Study: Surgery to Remove Herniated Discs in the Neck Can Be Safely Performed in Outpatient Setting in Select Patients
Surgery to remove multiple herniated or degenerated discs in the neck, a procedure known as anterior cervical discectomy and fusion (ACDF), can be safely performed in an outpatient setting in select patients, according to a study at Hospital for Special Surgery (HSS) in New York City.
The research, titled, "A Comparison of Multilevel Anterior Cervical Discectomy and Fusion Performed in an Inpatient versus Outpatient Setting," was presented today at the American Academy of Orthopaedic Surgeons Annual Meeting in Las Vegas.
"An emphasis on reducing healthcare costs has led to numerous surgeries in a wide range of specialties being performed on an outpatient basis," said Sheeraz Qureshi, MD, MBA, the Patty and Jay Baker Chair in Minimally Invasive Spine Surgery at HSS. "Single-level ACDF, in which one disc is removed, is one of the most common spine surgeries performed in an outpatient setting."
ACDF may be performed when pain is ongoing and nonsurgical treatments fail to provide relief. The procedure involves removing the damaged disc or discs, as well as any bone spurs that have developed. After the disc is removed, a bone graft is inserted in the open space. The graft serves as a bridge between the two vertebrae to create a spinal fusion.
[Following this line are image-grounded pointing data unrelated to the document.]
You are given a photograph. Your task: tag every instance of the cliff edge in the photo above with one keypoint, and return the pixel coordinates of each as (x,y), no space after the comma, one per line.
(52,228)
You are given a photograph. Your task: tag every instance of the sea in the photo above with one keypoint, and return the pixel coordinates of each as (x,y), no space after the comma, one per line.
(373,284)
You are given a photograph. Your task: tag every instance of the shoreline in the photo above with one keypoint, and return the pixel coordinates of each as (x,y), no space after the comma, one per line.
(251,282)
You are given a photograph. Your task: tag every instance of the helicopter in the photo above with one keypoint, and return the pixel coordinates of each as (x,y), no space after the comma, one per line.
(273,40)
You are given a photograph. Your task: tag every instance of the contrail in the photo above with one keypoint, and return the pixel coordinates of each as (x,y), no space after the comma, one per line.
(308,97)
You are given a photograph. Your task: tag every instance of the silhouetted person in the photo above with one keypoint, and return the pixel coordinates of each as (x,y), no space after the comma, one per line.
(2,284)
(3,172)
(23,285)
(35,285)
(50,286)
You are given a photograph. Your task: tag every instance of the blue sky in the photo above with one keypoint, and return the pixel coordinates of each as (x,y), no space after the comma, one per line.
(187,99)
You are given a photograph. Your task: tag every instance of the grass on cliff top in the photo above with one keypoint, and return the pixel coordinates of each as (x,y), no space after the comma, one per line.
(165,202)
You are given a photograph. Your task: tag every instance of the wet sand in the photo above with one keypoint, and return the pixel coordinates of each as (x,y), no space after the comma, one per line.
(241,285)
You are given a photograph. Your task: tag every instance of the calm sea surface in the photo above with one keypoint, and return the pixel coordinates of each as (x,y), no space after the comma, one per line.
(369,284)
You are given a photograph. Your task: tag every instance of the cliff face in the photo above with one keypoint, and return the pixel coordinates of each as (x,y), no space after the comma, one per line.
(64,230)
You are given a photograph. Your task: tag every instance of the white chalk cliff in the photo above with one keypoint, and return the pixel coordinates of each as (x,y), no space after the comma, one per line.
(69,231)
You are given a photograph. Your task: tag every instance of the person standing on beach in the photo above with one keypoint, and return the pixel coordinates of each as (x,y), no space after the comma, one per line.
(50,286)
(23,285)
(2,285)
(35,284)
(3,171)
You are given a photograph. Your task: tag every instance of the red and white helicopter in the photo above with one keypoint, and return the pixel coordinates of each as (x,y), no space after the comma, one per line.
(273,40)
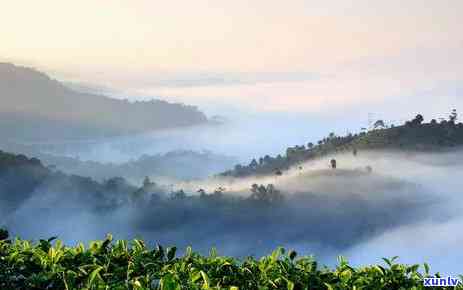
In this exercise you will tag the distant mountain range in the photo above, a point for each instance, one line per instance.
(35, 107)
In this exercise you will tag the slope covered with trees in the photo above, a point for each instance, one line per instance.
(413, 135)
(36, 107)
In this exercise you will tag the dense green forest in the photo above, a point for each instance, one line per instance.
(413, 135)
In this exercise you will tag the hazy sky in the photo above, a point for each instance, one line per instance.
(271, 55)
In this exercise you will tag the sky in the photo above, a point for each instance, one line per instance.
(284, 56)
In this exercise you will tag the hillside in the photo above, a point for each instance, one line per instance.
(36, 107)
(414, 135)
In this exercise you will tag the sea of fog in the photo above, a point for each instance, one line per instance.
(410, 206)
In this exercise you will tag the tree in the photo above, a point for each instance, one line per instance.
(147, 182)
(333, 163)
(453, 116)
(253, 164)
(379, 124)
(417, 121)
(3, 234)
(202, 193)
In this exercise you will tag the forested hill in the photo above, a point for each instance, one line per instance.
(36, 107)
(413, 135)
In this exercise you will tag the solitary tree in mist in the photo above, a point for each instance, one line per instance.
(415, 122)
(202, 193)
(3, 234)
(379, 124)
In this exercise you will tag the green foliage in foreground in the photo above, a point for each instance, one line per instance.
(122, 265)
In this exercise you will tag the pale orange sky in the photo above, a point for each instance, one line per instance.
(359, 49)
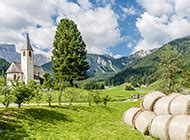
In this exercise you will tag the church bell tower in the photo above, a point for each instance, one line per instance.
(27, 61)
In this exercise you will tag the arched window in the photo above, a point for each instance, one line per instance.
(14, 76)
(30, 54)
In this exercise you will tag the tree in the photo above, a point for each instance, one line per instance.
(69, 53)
(22, 93)
(49, 99)
(172, 65)
(47, 81)
(96, 97)
(71, 95)
(106, 99)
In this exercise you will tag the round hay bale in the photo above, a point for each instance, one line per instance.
(179, 128)
(162, 106)
(143, 121)
(149, 100)
(159, 127)
(130, 114)
(180, 105)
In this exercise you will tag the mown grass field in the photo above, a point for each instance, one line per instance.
(77, 122)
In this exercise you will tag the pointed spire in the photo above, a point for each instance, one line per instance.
(28, 46)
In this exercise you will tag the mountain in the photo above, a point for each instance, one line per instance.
(146, 70)
(106, 65)
(8, 52)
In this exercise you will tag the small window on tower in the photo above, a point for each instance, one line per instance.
(14, 76)
(30, 54)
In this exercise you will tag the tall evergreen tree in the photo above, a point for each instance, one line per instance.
(172, 65)
(47, 81)
(69, 53)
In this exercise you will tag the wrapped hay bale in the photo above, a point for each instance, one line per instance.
(179, 128)
(130, 114)
(162, 106)
(143, 121)
(149, 100)
(180, 105)
(159, 127)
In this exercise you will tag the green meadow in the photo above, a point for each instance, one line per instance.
(79, 121)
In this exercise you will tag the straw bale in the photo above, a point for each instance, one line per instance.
(179, 128)
(143, 121)
(180, 105)
(149, 100)
(130, 114)
(159, 127)
(162, 106)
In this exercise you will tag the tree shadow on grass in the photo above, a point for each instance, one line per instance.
(44, 115)
(14, 123)
(10, 127)
(75, 107)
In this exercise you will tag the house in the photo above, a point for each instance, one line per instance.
(25, 70)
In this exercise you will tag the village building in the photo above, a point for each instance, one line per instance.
(25, 70)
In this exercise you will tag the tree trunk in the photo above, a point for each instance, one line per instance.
(19, 105)
(71, 82)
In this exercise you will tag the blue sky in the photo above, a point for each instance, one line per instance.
(115, 27)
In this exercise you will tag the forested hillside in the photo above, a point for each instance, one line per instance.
(146, 70)
(3, 66)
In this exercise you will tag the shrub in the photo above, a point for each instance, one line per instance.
(89, 85)
(90, 98)
(106, 99)
(71, 95)
(129, 86)
(60, 98)
(49, 99)
(22, 93)
(96, 98)
(8, 96)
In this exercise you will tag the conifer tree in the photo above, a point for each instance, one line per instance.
(69, 53)
(172, 65)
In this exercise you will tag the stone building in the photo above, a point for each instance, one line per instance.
(26, 70)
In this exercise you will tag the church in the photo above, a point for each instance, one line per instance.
(25, 70)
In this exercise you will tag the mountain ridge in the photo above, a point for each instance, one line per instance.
(145, 70)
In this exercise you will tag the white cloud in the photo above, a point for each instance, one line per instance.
(158, 7)
(162, 22)
(117, 56)
(129, 10)
(85, 4)
(99, 26)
To relieve symptoms, the surgeon may remove one disc (single-level ACDF) or multiple discs (multi-level ACDF).
Despite the success of single-level ACDF in the outpatient setting, concerns over increased post-operative complications, including respiratory problems, have curtailed the performance of multi-level ACDF in the outpatient setting, according to Dr. Qureshi. He and colleagues set out to compare early outcomes and safety in multi-level ACDF in the inpatient versus outpatient setting, looking at various patient and procedural factors.
The study included patient demographics; baseline patient differences, such as additional health issues; blood loss; operative time; hospital length of stay; and complications. Researchers also compared patient-reported outcomes, which evaluated improvement in pain, function and well-being from the patient’s perspective.
Of the 103 patients in this study, 57 had surgery as outpatients and 46 had a hospital stay. The inpatients were older (median age 57 versus 52 years old).
Outpatient surgery was performed more often when there were fewer discs being removed. Of the 83 two-level ACDF cases, 60.2% were outpatient surgeries. Of the 20 three-level cases, 35% were in the outpatient setting. Outpatients had shorter operative times (71 versus 84 minutes) and a significantly shorter hospital length of stay (8.5 versus 35.8 hours). There was no difference in postoperative pain.
At six month follow-up, both groups reported significant improvement in pain and function.
"In our study, the surgical setting did not impact patient-reported outcomes. The results suggest that multi-level ACDF can be performed safely in the outpatient setting without an increased risk of complications in appropriately selected patients," Dr. Qureshi noted. "Specifically, the patient’s age, additional health conditions, and number of levels being fused should be taken into consideration when deciding whether to perform multi-level ACDF in an outpatient setting."